Another highlight of the road trip was sitting in the back passenger seat next to another mom, whose family had immigrated to the U.S. years ago from Iraq. As we bit into our fast food sandwiches, I remarked that her usual daily breakfast was probably much different. She described her boiled egg that she served with a flat bread native to her homeland.

“It’s like that Mexican bread,” she said.


“Yes, like that.”

From those simple beginnings, our conversation branched into her childhood memories. She described the beauty of growing up Catholic in Iraq. Yes, her area had lovely Catholic churches and schools, and a full network of priests, religious and lay Catholics that helped form her as a child. Everyone got along well together in those days. Muslim and Christian neighbors more than co-existed — they were friends.

I could tell from her stories, that current pace in America was hyper-charged, compared to her former life in her homeland. She remembered meals hand-crafted in kitchens, and enjoyed around a full, family table. She learned to be a good cook the traditional way, at her mother’s side. Here in America, people ate out all the time, and schedules conflicted with the traditional family time at table.

My seatmate’s and my conversation quieted as we arrived at the Shrine. We set out along the beautiful Way of the Cross with its locally-quarried stone, trees and foliage reflecting those in the Holy Land, and sculpted bronze figures of Jesus, His Apostles, and other main figures from the Passion narrative.
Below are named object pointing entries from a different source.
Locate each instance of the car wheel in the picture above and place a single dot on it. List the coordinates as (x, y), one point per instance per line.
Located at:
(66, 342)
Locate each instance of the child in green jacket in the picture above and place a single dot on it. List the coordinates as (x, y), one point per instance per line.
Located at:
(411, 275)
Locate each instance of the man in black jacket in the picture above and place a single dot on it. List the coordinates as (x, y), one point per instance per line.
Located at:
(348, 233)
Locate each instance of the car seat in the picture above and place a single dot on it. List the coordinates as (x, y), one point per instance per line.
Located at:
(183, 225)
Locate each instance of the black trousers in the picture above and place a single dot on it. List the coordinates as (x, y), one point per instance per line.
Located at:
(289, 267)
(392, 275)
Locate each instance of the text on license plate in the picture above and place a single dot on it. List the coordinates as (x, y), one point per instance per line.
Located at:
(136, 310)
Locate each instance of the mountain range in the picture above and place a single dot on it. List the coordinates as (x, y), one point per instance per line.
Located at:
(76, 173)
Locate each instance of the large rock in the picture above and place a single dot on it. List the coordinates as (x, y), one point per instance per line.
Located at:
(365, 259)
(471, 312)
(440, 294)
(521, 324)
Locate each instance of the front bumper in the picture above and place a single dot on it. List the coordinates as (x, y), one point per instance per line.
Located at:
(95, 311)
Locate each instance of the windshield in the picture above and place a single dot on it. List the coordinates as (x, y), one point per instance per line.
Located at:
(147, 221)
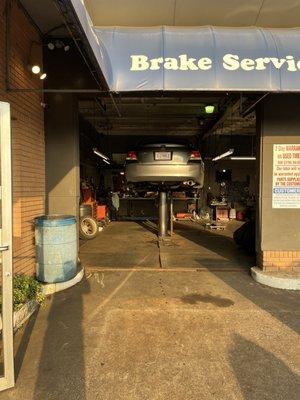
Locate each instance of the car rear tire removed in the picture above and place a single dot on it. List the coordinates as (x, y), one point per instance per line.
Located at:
(88, 228)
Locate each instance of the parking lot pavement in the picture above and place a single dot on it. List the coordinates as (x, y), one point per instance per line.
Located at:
(138, 334)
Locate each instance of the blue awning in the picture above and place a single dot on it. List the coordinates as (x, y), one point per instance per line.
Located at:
(195, 58)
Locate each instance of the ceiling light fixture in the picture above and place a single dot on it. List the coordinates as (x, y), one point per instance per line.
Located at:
(98, 153)
(226, 154)
(243, 158)
(209, 109)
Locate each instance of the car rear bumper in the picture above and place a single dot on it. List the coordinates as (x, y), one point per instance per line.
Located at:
(137, 172)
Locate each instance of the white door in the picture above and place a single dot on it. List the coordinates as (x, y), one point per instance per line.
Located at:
(7, 355)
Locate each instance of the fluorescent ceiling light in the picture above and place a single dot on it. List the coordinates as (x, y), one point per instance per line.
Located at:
(242, 158)
(228, 153)
(100, 154)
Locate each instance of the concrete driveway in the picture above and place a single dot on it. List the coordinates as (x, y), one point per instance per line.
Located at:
(160, 335)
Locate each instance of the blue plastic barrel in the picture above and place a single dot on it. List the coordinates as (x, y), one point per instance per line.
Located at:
(56, 248)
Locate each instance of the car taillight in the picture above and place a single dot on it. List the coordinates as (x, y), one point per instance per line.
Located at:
(131, 155)
(195, 155)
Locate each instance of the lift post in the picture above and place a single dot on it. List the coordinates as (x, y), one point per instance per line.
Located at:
(171, 215)
(163, 215)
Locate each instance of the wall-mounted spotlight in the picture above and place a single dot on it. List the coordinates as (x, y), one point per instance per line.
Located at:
(98, 153)
(209, 109)
(35, 69)
(51, 46)
(58, 44)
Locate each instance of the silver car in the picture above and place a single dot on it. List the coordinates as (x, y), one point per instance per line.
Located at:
(170, 164)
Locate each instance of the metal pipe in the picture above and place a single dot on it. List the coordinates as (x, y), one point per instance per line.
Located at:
(40, 90)
(162, 225)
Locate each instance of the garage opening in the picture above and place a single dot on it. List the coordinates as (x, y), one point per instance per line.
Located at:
(202, 215)
(220, 95)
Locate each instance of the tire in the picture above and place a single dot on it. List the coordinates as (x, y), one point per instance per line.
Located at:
(88, 228)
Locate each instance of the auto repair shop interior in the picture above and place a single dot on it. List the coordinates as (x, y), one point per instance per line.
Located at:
(86, 156)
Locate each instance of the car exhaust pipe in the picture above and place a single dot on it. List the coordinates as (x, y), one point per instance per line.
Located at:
(189, 183)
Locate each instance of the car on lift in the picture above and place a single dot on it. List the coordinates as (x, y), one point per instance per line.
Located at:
(174, 165)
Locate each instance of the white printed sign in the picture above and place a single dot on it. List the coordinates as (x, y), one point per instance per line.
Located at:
(286, 176)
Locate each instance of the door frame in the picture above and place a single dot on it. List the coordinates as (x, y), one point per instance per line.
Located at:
(8, 380)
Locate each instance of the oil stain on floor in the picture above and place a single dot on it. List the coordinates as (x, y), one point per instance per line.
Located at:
(195, 298)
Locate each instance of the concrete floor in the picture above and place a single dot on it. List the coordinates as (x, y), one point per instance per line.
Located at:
(134, 245)
(160, 334)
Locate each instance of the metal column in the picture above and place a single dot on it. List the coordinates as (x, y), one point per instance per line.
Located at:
(7, 380)
(163, 216)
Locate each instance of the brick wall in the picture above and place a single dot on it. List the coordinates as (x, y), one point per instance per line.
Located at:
(279, 260)
(28, 148)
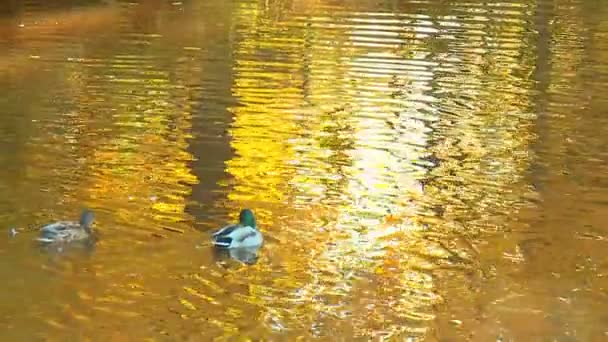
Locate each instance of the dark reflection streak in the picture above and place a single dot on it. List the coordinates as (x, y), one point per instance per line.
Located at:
(541, 75)
(210, 144)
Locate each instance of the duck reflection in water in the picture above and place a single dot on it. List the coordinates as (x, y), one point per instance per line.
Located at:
(245, 255)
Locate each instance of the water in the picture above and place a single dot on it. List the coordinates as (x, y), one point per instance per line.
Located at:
(427, 169)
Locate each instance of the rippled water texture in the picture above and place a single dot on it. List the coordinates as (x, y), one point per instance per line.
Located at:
(426, 169)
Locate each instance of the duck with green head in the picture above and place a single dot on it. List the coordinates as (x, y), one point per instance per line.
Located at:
(244, 234)
(68, 231)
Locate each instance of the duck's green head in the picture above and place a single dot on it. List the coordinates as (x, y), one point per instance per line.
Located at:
(86, 219)
(246, 218)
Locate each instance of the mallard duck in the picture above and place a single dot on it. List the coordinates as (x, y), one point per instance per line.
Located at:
(68, 231)
(239, 235)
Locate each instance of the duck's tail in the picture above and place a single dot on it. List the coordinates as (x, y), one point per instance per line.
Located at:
(222, 242)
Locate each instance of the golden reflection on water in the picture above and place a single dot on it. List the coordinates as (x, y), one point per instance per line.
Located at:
(383, 147)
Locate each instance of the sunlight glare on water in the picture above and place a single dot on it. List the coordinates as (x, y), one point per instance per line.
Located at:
(420, 169)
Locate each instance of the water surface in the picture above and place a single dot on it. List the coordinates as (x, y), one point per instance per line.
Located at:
(423, 169)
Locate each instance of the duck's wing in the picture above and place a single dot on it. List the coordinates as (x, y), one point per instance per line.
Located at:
(59, 231)
(225, 231)
(54, 228)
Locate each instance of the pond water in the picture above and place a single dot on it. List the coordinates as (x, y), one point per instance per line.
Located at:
(423, 170)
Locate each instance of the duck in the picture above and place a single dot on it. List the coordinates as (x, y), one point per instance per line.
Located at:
(68, 231)
(244, 234)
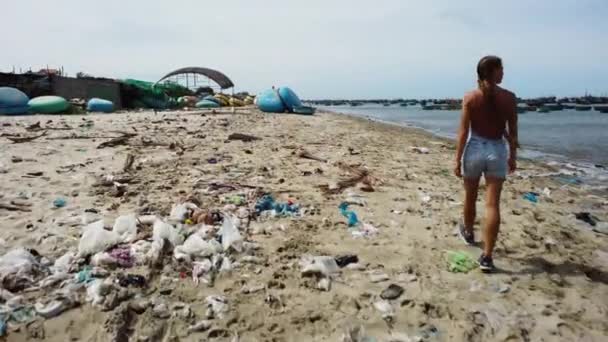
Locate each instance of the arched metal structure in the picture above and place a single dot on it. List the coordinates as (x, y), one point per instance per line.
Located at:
(222, 80)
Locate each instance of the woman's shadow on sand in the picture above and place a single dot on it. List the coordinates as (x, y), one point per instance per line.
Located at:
(539, 265)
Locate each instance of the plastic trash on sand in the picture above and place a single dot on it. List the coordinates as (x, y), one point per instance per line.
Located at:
(96, 239)
(126, 227)
(350, 215)
(385, 308)
(230, 235)
(531, 196)
(54, 308)
(180, 212)
(63, 263)
(218, 305)
(18, 269)
(165, 231)
(365, 230)
(196, 246)
(460, 262)
(267, 203)
(421, 150)
(200, 268)
(319, 266)
(355, 199)
(356, 334)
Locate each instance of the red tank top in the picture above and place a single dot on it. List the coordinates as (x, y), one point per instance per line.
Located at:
(486, 120)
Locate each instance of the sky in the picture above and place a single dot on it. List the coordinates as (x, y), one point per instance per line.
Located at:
(321, 49)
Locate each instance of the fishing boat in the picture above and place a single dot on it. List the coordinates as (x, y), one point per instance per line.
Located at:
(543, 109)
(601, 109)
(582, 108)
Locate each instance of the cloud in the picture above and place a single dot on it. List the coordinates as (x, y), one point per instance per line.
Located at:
(388, 48)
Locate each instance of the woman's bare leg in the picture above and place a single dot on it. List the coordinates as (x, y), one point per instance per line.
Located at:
(492, 221)
(471, 186)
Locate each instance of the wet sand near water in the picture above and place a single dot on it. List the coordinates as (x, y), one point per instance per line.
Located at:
(552, 282)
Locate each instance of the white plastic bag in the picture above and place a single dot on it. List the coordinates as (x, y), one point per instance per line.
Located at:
(95, 239)
(63, 263)
(196, 246)
(165, 231)
(126, 227)
(230, 235)
(19, 266)
(179, 212)
(319, 265)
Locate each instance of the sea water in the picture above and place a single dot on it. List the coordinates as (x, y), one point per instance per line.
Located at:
(574, 140)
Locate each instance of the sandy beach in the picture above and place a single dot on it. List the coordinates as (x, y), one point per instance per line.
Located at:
(551, 284)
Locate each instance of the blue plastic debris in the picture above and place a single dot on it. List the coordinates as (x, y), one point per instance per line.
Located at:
(59, 202)
(531, 196)
(267, 202)
(349, 214)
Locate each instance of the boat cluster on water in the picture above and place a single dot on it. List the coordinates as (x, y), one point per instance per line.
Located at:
(541, 105)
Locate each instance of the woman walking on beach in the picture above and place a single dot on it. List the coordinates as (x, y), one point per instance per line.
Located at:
(488, 117)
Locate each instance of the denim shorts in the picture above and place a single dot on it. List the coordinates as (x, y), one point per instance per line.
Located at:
(484, 156)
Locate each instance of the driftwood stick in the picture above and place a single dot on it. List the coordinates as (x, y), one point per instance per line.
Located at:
(17, 140)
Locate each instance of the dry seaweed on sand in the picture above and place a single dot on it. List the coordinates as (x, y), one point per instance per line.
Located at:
(358, 175)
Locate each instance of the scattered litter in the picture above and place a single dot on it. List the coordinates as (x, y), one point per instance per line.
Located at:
(85, 275)
(531, 196)
(385, 308)
(358, 175)
(126, 227)
(181, 212)
(393, 291)
(421, 150)
(242, 137)
(378, 277)
(135, 280)
(19, 269)
(344, 260)
(196, 246)
(59, 202)
(54, 308)
(355, 199)
(231, 238)
(122, 256)
(217, 306)
(267, 203)
(237, 200)
(203, 325)
(356, 334)
(350, 215)
(460, 262)
(302, 153)
(324, 284)
(601, 227)
(587, 217)
(96, 239)
(318, 266)
(365, 230)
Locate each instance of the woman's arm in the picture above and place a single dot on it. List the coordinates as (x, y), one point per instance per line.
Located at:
(463, 132)
(512, 136)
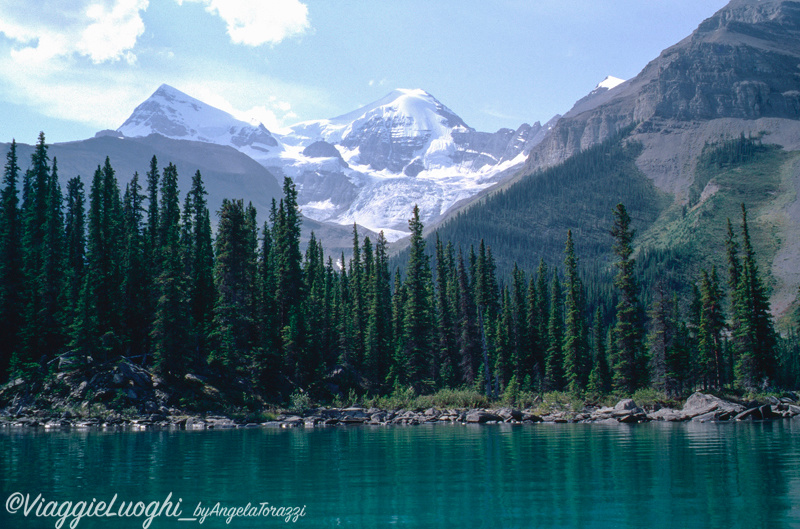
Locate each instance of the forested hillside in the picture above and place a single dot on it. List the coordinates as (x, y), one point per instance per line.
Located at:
(97, 276)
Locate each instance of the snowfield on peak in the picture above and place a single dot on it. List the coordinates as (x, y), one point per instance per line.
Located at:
(369, 166)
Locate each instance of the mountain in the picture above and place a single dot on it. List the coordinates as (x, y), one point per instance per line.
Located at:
(369, 166)
(729, 87)
(227, 173)
(173, 114)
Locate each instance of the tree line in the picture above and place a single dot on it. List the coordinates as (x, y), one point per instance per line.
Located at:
(133, 274)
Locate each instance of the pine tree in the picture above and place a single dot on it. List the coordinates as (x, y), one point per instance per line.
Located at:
(444, 362)
(235, 261)
(199, 267)
(661, 337)
(169, 332)
(357, 315)
(574, 344)
(288, 259)
(468, 339)
(379, 316)
(417, 312)
(712, 324)
(599, 378)
(39, 325)
(98, 330)
(627, 331)
(135, 284)
(754, 338)
(75, 237)
(554, 360)
(11, 273)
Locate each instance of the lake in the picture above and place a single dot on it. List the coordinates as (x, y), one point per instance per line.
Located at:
(533, 476)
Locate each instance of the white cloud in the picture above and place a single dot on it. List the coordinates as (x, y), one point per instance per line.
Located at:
(257, 22)
(102, 30)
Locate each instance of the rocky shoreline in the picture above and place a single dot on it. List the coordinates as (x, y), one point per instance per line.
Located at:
(699, 407)
(122, 395)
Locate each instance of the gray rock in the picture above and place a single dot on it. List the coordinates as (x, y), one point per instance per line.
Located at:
(481, 416)
(752, 414)
(626, 404)
(701, 403)
(666, 414)
(509, 414)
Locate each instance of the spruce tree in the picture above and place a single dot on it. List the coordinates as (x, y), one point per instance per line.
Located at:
(554, 360)
(379, 315)
(628, 360)
(11, 273)
(468, 340)
(754, 338)
(599, 378)
(41, 331)
(135, 284)
(709, 333)
(418, 312)
(199, 268)
(169, 333)
(75, 240)
(574, 345)
(289, 273)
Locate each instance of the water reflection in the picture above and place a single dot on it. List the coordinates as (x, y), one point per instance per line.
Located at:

Our group of nine shared a different kind of  communication, as we meditated and lifted up our personal intentions.

The day left me with many impressions that will take some time to unpack. One, was a renewed sense of the universality of the Church. Transcending geographical barriers, my Iraqi friend and I had similar upbringings within the heart of our Church. It made our conversation warm and easy.

Second, was the reminder of the fragile nature of all we hold dear. How swiftly that healthy network of churches and neighbors in Iraq was shattered by terrorists’ attacks.

Third, I found myself reflecting yet again on this fact — our hectic, fast-paced American lifestyles take family members too much away from each other on a daily basis.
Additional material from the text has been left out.